GDP is market value of all final goods and services produced within the USA where money is used in the transaction – and it is expressed as an annualized number. GDP = private consumption + gross investment + government spending + (exports − imports), or GDP = C + I + G + (X – M). GDP counts monetary expenditures. It is designed to count value added so that goods are not counted over and over as they move through the manufacture – wholesale – retail chain.

The vernacular relating to the different GDP releases:

“Advance” estimates, based on source data that are incomplete or subject to further revision by the source agency, are released near the end of the first month after the end of the quarter; as more detailed and more comprehensive data become available, “second” and “third” estimates are released near the end of the second and third months, respectively. The “latest” estimates reflect the results of both annual and comprehensive revisions.
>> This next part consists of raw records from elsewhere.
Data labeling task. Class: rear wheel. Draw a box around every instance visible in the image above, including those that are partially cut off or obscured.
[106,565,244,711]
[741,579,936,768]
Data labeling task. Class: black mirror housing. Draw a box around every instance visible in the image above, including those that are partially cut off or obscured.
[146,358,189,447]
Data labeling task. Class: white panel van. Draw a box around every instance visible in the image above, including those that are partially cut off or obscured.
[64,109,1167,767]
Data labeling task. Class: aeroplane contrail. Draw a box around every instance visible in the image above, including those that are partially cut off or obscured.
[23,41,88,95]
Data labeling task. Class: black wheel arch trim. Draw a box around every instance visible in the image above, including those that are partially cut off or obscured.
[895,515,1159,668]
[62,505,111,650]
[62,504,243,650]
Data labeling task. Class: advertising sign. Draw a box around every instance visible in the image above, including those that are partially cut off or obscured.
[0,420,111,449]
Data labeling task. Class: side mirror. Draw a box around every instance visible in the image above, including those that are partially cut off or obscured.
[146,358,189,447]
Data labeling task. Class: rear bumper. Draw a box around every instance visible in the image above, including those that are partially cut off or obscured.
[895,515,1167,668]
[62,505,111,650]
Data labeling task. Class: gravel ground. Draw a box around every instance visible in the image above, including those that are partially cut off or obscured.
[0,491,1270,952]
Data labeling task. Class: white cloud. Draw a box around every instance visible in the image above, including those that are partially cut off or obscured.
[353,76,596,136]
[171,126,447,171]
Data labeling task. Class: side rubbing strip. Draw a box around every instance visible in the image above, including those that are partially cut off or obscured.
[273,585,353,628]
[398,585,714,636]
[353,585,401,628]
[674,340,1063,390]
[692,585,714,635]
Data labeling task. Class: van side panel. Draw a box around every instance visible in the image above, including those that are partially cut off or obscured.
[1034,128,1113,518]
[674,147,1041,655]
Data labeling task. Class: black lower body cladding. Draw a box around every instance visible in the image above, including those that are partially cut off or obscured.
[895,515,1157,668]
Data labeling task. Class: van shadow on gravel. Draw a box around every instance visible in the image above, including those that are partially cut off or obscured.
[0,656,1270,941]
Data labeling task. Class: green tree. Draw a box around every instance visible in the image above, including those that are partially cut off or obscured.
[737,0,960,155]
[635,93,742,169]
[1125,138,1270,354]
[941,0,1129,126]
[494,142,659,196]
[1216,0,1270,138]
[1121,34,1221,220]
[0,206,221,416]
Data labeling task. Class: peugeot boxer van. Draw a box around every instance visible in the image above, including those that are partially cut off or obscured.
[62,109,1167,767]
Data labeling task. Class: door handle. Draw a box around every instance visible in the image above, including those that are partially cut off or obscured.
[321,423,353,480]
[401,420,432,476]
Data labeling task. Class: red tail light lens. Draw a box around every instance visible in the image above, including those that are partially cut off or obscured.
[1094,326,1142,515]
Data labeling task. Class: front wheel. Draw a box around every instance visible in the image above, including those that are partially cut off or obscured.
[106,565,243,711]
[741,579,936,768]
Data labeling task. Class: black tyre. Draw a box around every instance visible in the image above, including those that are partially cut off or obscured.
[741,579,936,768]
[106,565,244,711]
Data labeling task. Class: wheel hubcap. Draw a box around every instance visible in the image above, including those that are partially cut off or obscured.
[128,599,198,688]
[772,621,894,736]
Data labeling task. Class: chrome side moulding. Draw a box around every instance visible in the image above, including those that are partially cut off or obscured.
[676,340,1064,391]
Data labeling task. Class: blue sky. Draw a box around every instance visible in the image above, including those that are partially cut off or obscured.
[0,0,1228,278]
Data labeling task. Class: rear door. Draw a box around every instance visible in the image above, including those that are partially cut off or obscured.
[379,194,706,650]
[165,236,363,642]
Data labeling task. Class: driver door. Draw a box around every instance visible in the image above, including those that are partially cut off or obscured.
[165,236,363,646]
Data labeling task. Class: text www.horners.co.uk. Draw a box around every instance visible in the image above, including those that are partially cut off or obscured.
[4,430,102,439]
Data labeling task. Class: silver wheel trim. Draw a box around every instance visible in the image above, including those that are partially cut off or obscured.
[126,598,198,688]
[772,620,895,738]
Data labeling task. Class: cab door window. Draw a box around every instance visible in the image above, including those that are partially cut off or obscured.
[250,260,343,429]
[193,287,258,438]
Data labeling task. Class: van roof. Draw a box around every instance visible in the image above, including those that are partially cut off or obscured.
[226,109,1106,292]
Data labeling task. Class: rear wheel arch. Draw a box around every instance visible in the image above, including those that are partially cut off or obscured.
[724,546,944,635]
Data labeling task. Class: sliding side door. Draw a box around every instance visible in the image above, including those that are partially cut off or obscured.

Consider that GDP includes the costs of suing your neighbor or McDonald’s for hot coffee spilled in your crotch, plastic surgery or cancer treatment, buying a new aircraft carrier for the military, or even the replacement of your house if it burns down – yet little of these activities is real economic growth.

GDP does not include include home costs (other than the new home purchase price even though mortgaged up the kazoo), interest rates, bank charges, or the money spent buying anything used.

It does not measure wealth, disposable income, or employment.

In short, GDP does not measure the change of the economic environment for Joe Sixpack in 1970, and Joe Sixpack’s kid, yet pundits continuously compare GDP across time periods.

Although there always will be some correlation between all economic pulse points, GDP does not measure the economic elements that directly impact the quality of life of its citizens.